Davalı idarelerden Balıkesir Eczacı Odası tarafından, savunma verilmemiştir.
DANIŞTAY TETKİK HÂKİMİ …'IN DÜŞÜNCESİ : Davalı idarelerden Sosyal Güvenlik Kurumu Başkanlığı tarafından ilk savunma dilekçesinde ileri sürülen görev itirazı karara bağlanmadan uyuşmazlığın esası incelenerek karar verildiği görüldüğünden Daire kararının usul yönünden bozulması gerektiği düşünülmektedir.
TÜRK MİLLETİ ADINA
Karar veren Danıştay İdari Dava Daireleri Kurulunca, Tetkik Hâkiminin açıklamaları dinlendikten ve dosyadaki belgeler incelendikten sonra gereği görüşüldü:
İNCELEME VE GEREKÇE:
İLGİLİ MEVZUAT:
2577 sayılı İdari Yargılama Usulü Kanunu'nun 2. maddesinde, idari işlemler hakkında yetki, şekil, sebep, konu ve maksat yönlerinden biri ile hukuka aykırı olduklarından dolayı iptalleri için menfaatleri ihlal edilenler tarafından açılan davalar iptal davası olarak tanımlanmıştır. Aynı Kanun'un ilk inceleme konularının belirlendiği 14. maddesinin 3. fıkrasında, dilekçelerin, görev ve yetki, idari merci tecavüzü, ehliyet, idari davaya konu olabilecek kesin ve yürütülmesi gereken bir işlem olup olmadığı, süre aşımı, husumet ve aynı Kanun'un 3. ve 5. maddelerine uygun olup olmadıkları yönlerinden sırasıyla inceleneceği belirtilmiştir.

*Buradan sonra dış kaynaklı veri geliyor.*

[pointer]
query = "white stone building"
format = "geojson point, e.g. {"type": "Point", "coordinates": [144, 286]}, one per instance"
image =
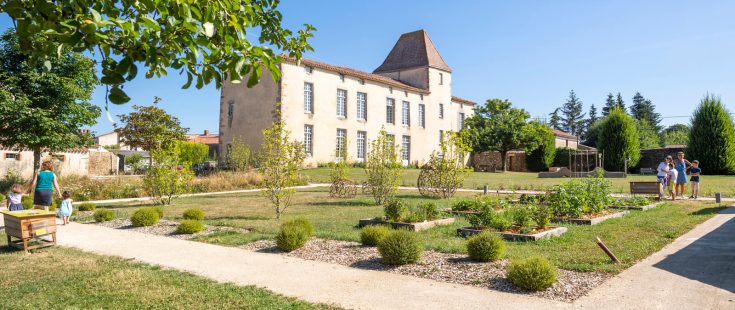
{"type": "Point", "coordinates": [410, 95]}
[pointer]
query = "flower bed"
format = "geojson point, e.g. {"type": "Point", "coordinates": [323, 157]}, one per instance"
{"type": "Point", "coordinates": [517, 234]}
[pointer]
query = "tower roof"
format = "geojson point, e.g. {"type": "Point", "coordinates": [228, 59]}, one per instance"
{"type": "Point", "coordinates": [413, 50]}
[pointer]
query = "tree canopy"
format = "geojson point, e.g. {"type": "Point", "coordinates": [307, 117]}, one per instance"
{"type": "Point", "coordinates": [42, 108]}
{"type": "Point", "coordinates": [206, 40]}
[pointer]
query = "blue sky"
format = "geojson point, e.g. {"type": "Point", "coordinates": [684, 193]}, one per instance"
{"type": "Point", "coordinates": [531, 52]}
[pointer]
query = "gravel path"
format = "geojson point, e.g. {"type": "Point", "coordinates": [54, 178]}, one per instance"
{"type": "Point", "coordinates": [452, 268]}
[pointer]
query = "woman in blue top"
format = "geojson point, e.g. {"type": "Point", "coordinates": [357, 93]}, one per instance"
{"type": "Point", "coordinates": [681, 168]}
{"type": "Point", "coordinates": [44, 184]}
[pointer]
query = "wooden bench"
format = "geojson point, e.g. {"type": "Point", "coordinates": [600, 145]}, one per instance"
{"type": "Point", "coordinates": [645, 188]}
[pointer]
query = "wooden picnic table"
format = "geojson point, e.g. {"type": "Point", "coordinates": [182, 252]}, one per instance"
{"type": "Point", "coordinates": [27, 225]}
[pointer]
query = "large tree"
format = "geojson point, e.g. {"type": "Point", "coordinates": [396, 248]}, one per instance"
{"type": "Point", "coordinates": [206, 40]}
{"type": "Point", "coordinates": [150, 128]}
{"type": "Point", "coordinates": [712, 137]}
{"type": "Point", "coordinates": [617, 139]}
{"type": "Point", "coordinates": [42, 108]}
{"type": "Point", "coordinates": [572, 115]}
{"type": "Point", "coordinates": [498, 126]}
{"type": "Point", "coordinates": [643, 109]}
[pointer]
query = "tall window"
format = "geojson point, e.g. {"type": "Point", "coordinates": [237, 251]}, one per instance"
{"type": "Point", "coordinates": [341, 139]}
{"type": "Point", "coordinates": [362, 106]}
{"type": "Point", "coordinates": [308, 98]}
{"type": "Point", "coordinates": [361, 144]}
{"type": "Point", "coordinates": [406, 114]}
{"type": "Point", "coordinates": [390, 111]}
{"type": "Point", "coordinates": [406, 148]}
{"type": "Point", "coordinates": [309, 140]}
{"type": "Point", "coordinates": [422, 115]}
{"type": "Point", "coordinates": [341, 103]}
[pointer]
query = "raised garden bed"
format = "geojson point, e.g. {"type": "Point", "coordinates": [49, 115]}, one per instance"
{"type": "Point", "coordinates": [410, 226]}
{"type": "Point", "coordinates": [593, 219]}
{"type": "Point", "coordinates": [515, 235]}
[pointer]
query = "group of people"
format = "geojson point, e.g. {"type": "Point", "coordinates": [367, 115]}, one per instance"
{"type": "Point", "coordinates": [42, 187]}
{"type": "Point", "coordinates": [672, 176]}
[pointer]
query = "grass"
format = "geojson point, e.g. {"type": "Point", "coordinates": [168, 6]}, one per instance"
{"type": "Point", "coordinates": [529, 180]}
{"type": "Point", "coordinates": [631, 238]}
{"type": "Point", "coordinates": [60, 277]}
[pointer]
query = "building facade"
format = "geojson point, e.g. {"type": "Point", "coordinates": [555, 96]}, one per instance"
{"type": "Point", "coordinates": [322, 105]}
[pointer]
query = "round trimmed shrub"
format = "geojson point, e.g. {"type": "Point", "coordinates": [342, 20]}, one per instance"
{"type": "Point", "coordinates": [144, 217]}
{"type": "Point", "coordinates": [194, 214]}
{"type": "Point", "coordinates": [293, 235]}
{"type": "Point", "coordinates": [104, 215]}
{"type": "Point", "coordinates": [87, 207]}
{"type": "Point", "coordinates": [485, 247]}
{"type": "Point", "coordinates": [401, 247]}
{"type": "Point", "coordinates": [371, 235]}
{"type": "Point", "coordinates": [189, 227]}
{"type": "Point", "coordinates": [534, 273]}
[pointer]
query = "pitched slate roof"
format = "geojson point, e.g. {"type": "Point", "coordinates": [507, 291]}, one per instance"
{"type": "Point", "coordinates": [413, 50]}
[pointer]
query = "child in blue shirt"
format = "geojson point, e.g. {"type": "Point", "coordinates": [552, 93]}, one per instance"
{"type": "Point", "coordinates": [695, 171]}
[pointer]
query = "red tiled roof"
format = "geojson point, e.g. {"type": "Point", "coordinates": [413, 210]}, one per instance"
{"type": "Point", "coordinates": [563, 134]}
{"type": "Point", "coordinates": [358, 74]}
{"type": "Point", "coordinates": [464, 101]}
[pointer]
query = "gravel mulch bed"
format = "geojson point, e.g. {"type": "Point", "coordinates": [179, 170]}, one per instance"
{"type": "Point", "coordinates": [452, 268]}
{"type": "Point", "coordinates": [163, 228]}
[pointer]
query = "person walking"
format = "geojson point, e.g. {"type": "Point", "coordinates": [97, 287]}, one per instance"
{"type": "Point", "coordinates": [43, 186]}
{"type": "Point", "coordinates": [681, 165]}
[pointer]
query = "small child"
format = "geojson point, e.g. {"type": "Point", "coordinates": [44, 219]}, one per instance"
{"type": "Point", "coordinates": [65, 207]}
{"type": "Point", "coordinates": [673, 174]}
{"type": "Point", "coordinates": [15, 197]}
{"type": "Point", "coordinates": [694, 172]}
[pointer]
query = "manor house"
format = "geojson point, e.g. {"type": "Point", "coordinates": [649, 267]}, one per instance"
{"type": "Point", "coordinates": [409, 94]}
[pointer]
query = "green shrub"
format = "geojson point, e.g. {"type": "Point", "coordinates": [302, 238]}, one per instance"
{"type": "Point", "coordinates": [104, 215]}
{"type": "Point", "coordinates": [485, 247]}
{"type": "Point", "coordinates": [144, 217]}
{"type": "Point", "coordinates": [292, 236]}
{"type": "Point", "coordinates": [395, 210]}
{"type": "Point", "coordinates": [189, 227]}
{"type": "Point", "coordinates": [534, 273]}
{"type": "Point", "coordinates": [371, 235]}
{"type": "Point", "coordinates": [87, 207]}
{"type": "Point", "coordinates": [401, 247]}
{"type": "Point", "coordinates": [194, 214]}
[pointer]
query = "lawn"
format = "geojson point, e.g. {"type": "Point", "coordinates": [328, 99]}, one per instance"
{"type": "Point", "coordinates": [530, 181]}
{"type": "Point", "coordinates": [55, 278]}
{"type": "Point", "coordinates": [632, 237]}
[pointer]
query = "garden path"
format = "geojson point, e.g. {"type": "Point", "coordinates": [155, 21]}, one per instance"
{"type": "Point", "coordinates": [696, 271]}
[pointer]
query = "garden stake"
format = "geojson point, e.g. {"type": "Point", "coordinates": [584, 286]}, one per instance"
{"type": "Point", "coordinates": [607, 251]}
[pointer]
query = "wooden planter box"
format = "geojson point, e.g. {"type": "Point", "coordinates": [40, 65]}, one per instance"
{"type": "Point", "coordinates": [410, 226]}
{"type": "Point", "coordinates": [592, 221]}
{"type": "Point", "coordinates": [550, 231]}
{"type": "Point", "coordinates": [29, 225]}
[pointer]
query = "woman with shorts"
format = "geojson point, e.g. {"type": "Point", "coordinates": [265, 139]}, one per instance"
{"type": "Point", "coordinates": [44, 183]}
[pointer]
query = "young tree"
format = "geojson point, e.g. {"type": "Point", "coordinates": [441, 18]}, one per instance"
{"type": "Point", "coordinates": [280, 161]}
{"type": "Point", "coordinates": [446, 169]}
{"type": "Point", "coordinates": [573, 117]}
{"type": "Point", "coordinates": [206, 40]}
{"type": "Point", "coordinates": [45, 109]}
{"type": "Point", "coordinates": [150, 128]}
{"type": "Point", "coordinates": [712, 137]}
{"type": "Point", "coordinates": [498, 126]}
{"type": "Point", "coordinates": [383, 168]}
{"type": "Point", "coordinates": [617, 139]}
{"type": "Point", "coordinates": [676, 134]}
{"type": "Point", "coordinates": [238, 155]}
{"type": "Point", "coordinates": [643, 109]}
{"type": "Point", "coordinates": [555, 119]}
{"type": "Point", "coordinates": [164, 179]}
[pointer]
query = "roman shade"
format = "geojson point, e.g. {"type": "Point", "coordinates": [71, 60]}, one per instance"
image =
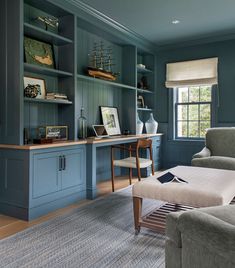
{"type": "Point", "coordinates": [192, 73]}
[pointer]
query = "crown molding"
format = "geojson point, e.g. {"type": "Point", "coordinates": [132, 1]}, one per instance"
{"type": "Point", "coordinates": [196, 42]}
{"type": "Point", "coordinates": [91, 15]}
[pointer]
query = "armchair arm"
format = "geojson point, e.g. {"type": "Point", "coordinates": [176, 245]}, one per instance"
{"type": "Point", "coordinates": [205, 152]}
{"type": "Point", "coordinates": [210, 232]}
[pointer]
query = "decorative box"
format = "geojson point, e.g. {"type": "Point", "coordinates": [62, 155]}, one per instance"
{"type": "Point", "coordinates": [53, 132]}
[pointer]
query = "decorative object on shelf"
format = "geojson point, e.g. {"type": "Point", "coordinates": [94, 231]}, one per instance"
{"type": "Point", "coordinates": [26, 136]}
{"type": "Point", "coordinates": [42, 141]}
{"type": "Point", "coordinates": [49, 21]}
{"type": "Point", "coordinates": [82, 126]}
{"type": "Point", "coordinates": [140, 101]}
{"type": "Point", "coordinates": [53, 132]}
{"type": "Point", "coordinates": [140, 65]}
{"type": "Point", "coordinates": [34, 87]}
{"type": "Point", "coordinates": [151, 125]}
{"type": "Point", "coordinates": [56, 96]}
{"type": "Point", "coordinates": [139, 125]}
{"type": "Point", "coordinates": [110, 120]}
{"type": "Point", "coordinates": [31, 91]}
{"type": "Point", "coordinates": [38, 53]}
{"type": "Point", "coordinates": [143, 84]}
{"type": "Point", "coordinates": [101, 63]}
{"type": "Point", "coordinates": [126, 132]}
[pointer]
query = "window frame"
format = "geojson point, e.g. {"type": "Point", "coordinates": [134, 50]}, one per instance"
{"type": "Point", "coordinates": [173, 98]}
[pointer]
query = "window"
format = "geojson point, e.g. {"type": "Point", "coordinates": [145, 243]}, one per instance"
{"type": "Point", "coordinates": [193, 111]}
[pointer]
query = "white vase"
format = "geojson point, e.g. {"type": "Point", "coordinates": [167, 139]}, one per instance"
{"type": "Point", "coordinates": [139, 126]}
{"type": "Point", "coordinates": [151, 125]}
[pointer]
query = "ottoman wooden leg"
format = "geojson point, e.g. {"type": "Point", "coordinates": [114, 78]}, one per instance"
{"type": "Point", "coordinates": [137, 208]}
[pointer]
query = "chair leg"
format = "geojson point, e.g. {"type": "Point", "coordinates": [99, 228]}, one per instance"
{"type": "Point", "coordinates": [112, 169]}
{"type": "Point", "coordinates": [130, 176]}
{"type": "Point", "coordinates": [152, 169]}
{"type": "Point", "coordinates": [139, 173]}
{"type": "Point", "coordinates": [137, 208]}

2247 sayılı Uyuşmazlık Mahkemesinin Kuruluş ve İşleyişi Hakkında Kanun'un "olumlu görev uyuşmazlığı çıkarma" başlıklı 10. maddesinin birinci fıkrasında ise, görev uyuşmazlığı çıkarma; adli, idari ve askeri bir yargı merciinde açılmış olan davada ileri sürülen görev itirazının reddi üzerine, görev konusunun incelenmesinin Uyuşmazlık Mahkemesinden istenmesi olarak tanımlanmış; ikinci fıkrasında, olumlu görev uyuşmazlığı çıkarma, öncelikle görev itirazının idari yargı yerlerinde dilekçe ve savunma evresi tamamlanmadan yapılmış olması ve yargı yerlerinin de kendilerinin görevli olduklarına karar vermiş bulunmaları şartına bağlanmış, üçüncü fıkrasında, görev itirazının yargı merciince yerinde görülerek görevsizlik kararı verilmesi halinde, görev konusunun Uyuşmazlık Mahkemesince incelenebilmesi, temyizen bu kararın bozulmuş ve yargı merciince de bozmaya uyularak görevli olduğuna karar verilmiş bulunmasına bağlı olduğu düzenlenmiştir.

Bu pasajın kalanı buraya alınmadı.